Auch der als Schauspieler, Regisseur und Romancier bekannte Steffen Mensching muss an eine Erscheinung geglaubt haben, als ihm auf der 28. Straße in Manhattan der Antiquar Jacob begegnete. Am 28. Mai berichtet er im BrechtHaus (20 Uhr), wie „Jack“ ihm eine Bibliothek von 4000 Bänden verkaufte – allesamt Bücher von deutschen Ausgewanderten, die ihr Heil in der Neuen Welt gesucht hatten. In seinem Roman „Jacobs Leiter“ (Aufbau) erzählt Mensching von der Rückführung des Schatzes nach Europa.

Eine Begegnung mit der eigenen Vergangenheit steht für Cees Nooteboom an. Kurz vor seinem 70. Geburtstag ist „Philip und die anderen“ (Suhrkamp), sein erster Roman von 1955, in neuer Übersetzung herausgekommen. Nooteboom war 21, als er Philip auf eine Reise per Anhalter durch Europa schickte. Es dürfte interessant werden, wenn er nun – ebenfalls am 28. Mai – im Buchhändlerkeller (21 Uhr) auf sein Frühwerk trifft. Denn mittlerweile erscheint ihm sein Roman als „vorzeitig“, eigentlich sei er „nicht mehr von mir“.

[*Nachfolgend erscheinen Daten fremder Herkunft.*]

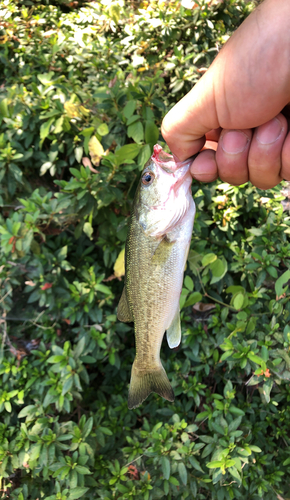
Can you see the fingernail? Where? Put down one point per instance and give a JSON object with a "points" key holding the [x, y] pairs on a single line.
{"points": [[203, 170], [234, 142], [269, 132]]}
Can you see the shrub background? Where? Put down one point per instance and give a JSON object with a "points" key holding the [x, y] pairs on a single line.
{"points": [[83, 89]]}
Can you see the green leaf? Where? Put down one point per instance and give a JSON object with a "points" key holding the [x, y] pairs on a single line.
{"points": [[7, 406], [78, 492], [233, 472], [87, 427], [151, 132], [46, 78], [218, 268], [136, 132], [82, 470], [88, 229], [103, 129], [127, 152], [144, 155], [68, 383], [129, 109], [56, 359], [238, 301], [256, 359], [27, 410], [188, 283], [215, 464], [194, 462], [78, 154], [281, 282], [45, 128], [174, 481], [182, 473], [165, 465], [4, 108], [193, 299]]}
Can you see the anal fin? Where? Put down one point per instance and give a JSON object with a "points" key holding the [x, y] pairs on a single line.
{"points": [[123, 312], [173, 333], [143, 383]]}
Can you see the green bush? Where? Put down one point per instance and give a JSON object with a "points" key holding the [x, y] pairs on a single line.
{"points": [[83, 91]]}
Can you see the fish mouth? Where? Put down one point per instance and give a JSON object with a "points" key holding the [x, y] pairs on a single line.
{"points": [[168, 162]]}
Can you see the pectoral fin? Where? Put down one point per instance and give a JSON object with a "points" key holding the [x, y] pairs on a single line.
{"points": [[173, 333], [123, 312]]}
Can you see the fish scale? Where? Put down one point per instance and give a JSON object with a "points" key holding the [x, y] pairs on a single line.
{"points": [[156, 250]]}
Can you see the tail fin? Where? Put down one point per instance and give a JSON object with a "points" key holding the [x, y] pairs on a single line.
{"points": [[142, 384]]}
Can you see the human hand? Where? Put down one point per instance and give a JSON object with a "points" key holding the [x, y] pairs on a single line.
{"points": [[236, 107]]}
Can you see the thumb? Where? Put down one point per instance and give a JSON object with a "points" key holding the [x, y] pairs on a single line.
{"points": [[246, 85]]}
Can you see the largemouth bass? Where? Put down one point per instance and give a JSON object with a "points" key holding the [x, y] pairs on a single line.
{"points": [[156, 251]]}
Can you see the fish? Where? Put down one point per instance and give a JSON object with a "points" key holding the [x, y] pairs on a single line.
{"points": [[156, 250]]}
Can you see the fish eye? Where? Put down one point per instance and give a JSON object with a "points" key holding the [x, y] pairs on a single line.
{"points": [[148, 178]]}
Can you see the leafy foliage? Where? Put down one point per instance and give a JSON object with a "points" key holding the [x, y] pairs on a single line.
{"points": [[83, 91]]}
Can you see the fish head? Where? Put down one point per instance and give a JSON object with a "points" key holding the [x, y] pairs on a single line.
{"points": [[164, 193]]}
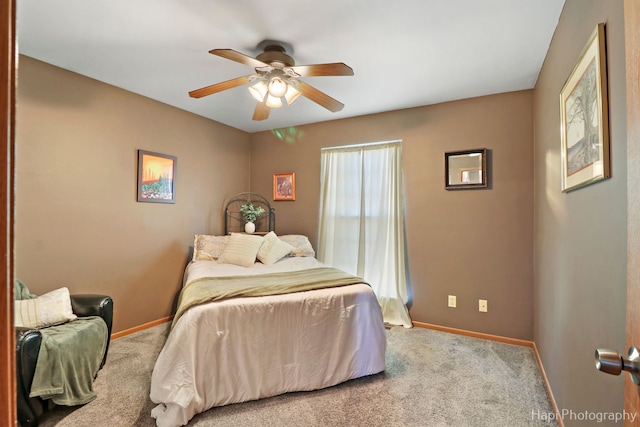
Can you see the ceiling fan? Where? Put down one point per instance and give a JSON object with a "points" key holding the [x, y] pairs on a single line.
{"points": [[276, 79]]}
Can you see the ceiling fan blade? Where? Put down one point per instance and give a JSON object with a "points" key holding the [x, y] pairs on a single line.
{"points": [[318, 97], [238, 57], [335, 69], [261, 112], [219, 87]]}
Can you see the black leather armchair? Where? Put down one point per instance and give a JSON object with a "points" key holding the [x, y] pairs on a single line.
{"points": [[28, 346]]}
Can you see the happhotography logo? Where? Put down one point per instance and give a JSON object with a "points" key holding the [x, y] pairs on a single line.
{"points": [[592, 416]]}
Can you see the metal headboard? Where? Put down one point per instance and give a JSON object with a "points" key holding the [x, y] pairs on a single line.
{"points": [[233, 221]]}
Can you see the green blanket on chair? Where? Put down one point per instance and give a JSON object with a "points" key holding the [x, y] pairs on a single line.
{"points": [[63, 372]]}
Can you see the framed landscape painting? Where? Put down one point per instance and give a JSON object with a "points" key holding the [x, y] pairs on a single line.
{"points": [[284, 186], [156, 177], [585, 118]]}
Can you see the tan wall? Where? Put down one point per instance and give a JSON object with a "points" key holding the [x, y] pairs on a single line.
{"points": [[475, 244], [77, 220], [580, 237]]}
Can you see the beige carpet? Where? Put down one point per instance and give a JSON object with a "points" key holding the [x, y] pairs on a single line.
{"points": [[432, 379]]}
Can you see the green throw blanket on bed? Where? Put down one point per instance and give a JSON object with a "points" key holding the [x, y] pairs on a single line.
{"points": [[64, 373], [208, 289]]}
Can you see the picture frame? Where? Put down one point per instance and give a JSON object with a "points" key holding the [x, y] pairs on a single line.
{"points": [[284, 186], [156, 177], [584, 117], [466, 169]]}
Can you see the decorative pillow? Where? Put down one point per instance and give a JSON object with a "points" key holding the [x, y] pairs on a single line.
{"points": [[273, 249], [300, 243], [208, 248], [241, 249], [49, 309]]}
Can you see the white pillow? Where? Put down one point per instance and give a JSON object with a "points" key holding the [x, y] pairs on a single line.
{"points": [[300, 243], [208, 248], [49, 309], [241, 249], [273, 249]]}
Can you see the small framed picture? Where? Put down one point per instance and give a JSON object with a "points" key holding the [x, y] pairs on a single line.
{"points": [[465, 169], [284, 186], [585, 117], [156, 177]]}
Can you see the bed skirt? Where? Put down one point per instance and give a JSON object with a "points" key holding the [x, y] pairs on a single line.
{"points": [[245, 349]]}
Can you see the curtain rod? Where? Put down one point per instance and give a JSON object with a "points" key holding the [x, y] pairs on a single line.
{"points": [[365, 144]]}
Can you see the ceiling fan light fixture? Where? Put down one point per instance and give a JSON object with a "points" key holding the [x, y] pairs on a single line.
{"points": [[259, 91], [273, 102], [291, 95], [277, 87]]}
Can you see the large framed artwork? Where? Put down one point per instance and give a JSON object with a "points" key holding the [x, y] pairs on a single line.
{"points": [[156, 177], [284, 186], [585, 117]]}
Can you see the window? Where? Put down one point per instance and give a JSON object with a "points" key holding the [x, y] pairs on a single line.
{"points": [[362, 220]]}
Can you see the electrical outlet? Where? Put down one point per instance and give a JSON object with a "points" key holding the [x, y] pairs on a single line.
{"points": [[452, 301]]}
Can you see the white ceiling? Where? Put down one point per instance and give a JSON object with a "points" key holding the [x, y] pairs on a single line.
{"points": [[404, 53]]}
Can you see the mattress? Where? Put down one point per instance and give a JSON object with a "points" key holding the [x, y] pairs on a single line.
{"points": [[242, 349]]}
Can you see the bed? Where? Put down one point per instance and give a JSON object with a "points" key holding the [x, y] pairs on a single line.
{"points": [[256, 338]]}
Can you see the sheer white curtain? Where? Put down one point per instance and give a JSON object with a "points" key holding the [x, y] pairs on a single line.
{"points": [[362, 220]]}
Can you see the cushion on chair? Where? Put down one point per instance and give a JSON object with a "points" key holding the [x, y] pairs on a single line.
{"points": [[49, 309]]}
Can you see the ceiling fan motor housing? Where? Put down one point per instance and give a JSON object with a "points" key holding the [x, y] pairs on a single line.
{"points": [[276, 56]]}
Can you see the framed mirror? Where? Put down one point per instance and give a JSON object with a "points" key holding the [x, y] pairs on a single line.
{"points": [[465, 169]]}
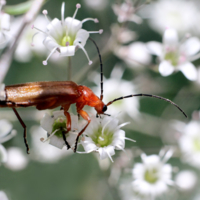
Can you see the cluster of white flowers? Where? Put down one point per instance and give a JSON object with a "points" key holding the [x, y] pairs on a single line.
{"points": [[103, 135], [66, 35], [175, 55]]}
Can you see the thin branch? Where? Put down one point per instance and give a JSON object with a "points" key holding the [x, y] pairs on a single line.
{"points": [[6, 58]]}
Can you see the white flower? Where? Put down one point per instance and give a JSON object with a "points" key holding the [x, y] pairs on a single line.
{"points": [[175, 55], [103, 135], [3, 196], [189, 144], [66, 35], [43, 152], [4, 26], [152, 177], [26, 49], [98, 5], [54, 124], [181, 15], [126, 12], [135, 54], [115, 87], [17, 160], [186, 180]]}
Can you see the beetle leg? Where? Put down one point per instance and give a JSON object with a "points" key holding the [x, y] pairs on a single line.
{"points": [[24, 126], [68, 124], [85, 116]]}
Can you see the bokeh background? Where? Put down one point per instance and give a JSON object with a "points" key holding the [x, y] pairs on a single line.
{"points": [[154, 124]]}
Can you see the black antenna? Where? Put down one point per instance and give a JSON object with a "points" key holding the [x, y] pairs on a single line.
{"points": [[147, 95], [101, 67]]}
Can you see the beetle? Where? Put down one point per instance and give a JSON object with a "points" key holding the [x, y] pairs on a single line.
{"points": [[52, 94]]}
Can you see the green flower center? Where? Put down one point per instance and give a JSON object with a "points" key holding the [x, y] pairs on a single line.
{"points": [[67, 40], [102, 139], [151, 176], [59, 124], [173, 57], [196, 144]]}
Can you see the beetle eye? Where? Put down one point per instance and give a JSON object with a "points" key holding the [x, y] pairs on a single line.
{"points": [[104, 108]]}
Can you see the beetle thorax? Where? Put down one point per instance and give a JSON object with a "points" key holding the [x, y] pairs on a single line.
{"points": [[89, 98]]}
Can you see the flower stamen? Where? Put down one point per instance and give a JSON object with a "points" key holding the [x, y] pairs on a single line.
{"points": [[45, 61], [90, 62]]}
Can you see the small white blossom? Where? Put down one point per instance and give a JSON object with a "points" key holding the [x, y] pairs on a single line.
{"points": [[115, 87], [54, 124], [181, 15], [175, 55], [26, 49], [43, 152], [17, 160], [66, 35], [104, 135], [97, 5], [189, 144], [135, 54], [153, 176], [186, 180], [126, 12], [4, 26], [3, 195]]}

An Inge Müller wollte sich lange niemand erinnern. Bis vor kurzem galt sie nur als die „Frau an der Seite“ Heiner Müllers. „Die schönen Weiber“, hat sie einmal geunkt, würden „heutzutage mit unter die Talente ihrer Männer gerechnet“. Damit ist es spätestens seit letztem Herbst vorbei, als eine Biografie von Ines Geipel erschien. Müller war 1945 während der Schlacht um Berlin drei Tage von Trümmern eingeschlossen. Vom Trauma des Verschüttetseins hat sie sich nie erholt. An ihrem Todestag, dem 1. Juni, wird eine Lesung von Blanche Kommerell im Literaturhaus (20 Uhr) belegen, dass ihre Lyrik für sich selbst stehen kann.

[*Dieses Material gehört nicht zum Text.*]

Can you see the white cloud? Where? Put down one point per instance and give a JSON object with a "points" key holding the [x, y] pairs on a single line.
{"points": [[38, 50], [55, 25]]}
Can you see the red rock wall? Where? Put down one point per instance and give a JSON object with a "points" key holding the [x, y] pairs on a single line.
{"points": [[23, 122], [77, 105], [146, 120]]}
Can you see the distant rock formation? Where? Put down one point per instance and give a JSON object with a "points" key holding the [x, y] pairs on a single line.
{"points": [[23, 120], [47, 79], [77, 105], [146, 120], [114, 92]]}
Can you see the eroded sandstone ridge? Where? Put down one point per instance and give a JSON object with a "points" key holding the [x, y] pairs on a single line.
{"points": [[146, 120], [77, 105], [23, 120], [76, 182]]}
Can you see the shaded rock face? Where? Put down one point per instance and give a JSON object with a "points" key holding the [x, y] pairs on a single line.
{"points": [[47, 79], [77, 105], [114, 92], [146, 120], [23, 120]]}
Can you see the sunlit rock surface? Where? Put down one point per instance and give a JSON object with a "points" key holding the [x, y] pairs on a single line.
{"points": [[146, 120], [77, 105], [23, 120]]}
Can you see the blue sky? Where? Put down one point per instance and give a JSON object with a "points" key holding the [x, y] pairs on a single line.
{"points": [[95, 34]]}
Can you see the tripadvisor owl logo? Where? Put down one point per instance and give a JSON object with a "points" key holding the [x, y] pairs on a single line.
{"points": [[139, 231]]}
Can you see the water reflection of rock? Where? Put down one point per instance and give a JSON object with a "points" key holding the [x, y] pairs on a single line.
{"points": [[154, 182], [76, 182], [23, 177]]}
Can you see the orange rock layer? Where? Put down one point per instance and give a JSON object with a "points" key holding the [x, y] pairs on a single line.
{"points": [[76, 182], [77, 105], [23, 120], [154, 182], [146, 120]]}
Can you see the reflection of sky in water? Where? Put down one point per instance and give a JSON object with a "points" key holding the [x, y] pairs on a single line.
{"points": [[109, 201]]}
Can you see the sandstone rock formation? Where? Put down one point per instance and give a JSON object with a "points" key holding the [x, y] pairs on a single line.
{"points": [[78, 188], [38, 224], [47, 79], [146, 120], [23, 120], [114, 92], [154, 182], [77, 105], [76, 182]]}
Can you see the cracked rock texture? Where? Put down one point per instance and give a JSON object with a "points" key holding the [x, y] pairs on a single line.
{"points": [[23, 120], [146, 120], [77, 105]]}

Einen Tag später, am 2. Juni, wird im Literarischen Colloquium der 100. Geburtstag des spanischen Schriftstellers Max Aub gefeiert (20 Uhr). Der Sohn eines Deutschen und einer Französin hinterließ bei seinem Tod 1972 ein überbordendes Werk, das erst seit Anfang der Neunzigerjahre auf Deutsch zugänglich wurde. Rechtzeitig zum Jubiläum ist der sechste Band „Bittere Mandeln“ des 2000 Seiten starken Romanzyklus „Das Magische Labyrinth“ erschienen (Eichborn). Hält man dieses Juwel der literarischen Moderne neben so manches Elaborat aus den popkulturellen Werkstätten, dann kommen einem doch wieder Zweifel: Vielleicht war früher doch nicht alles so schlecht.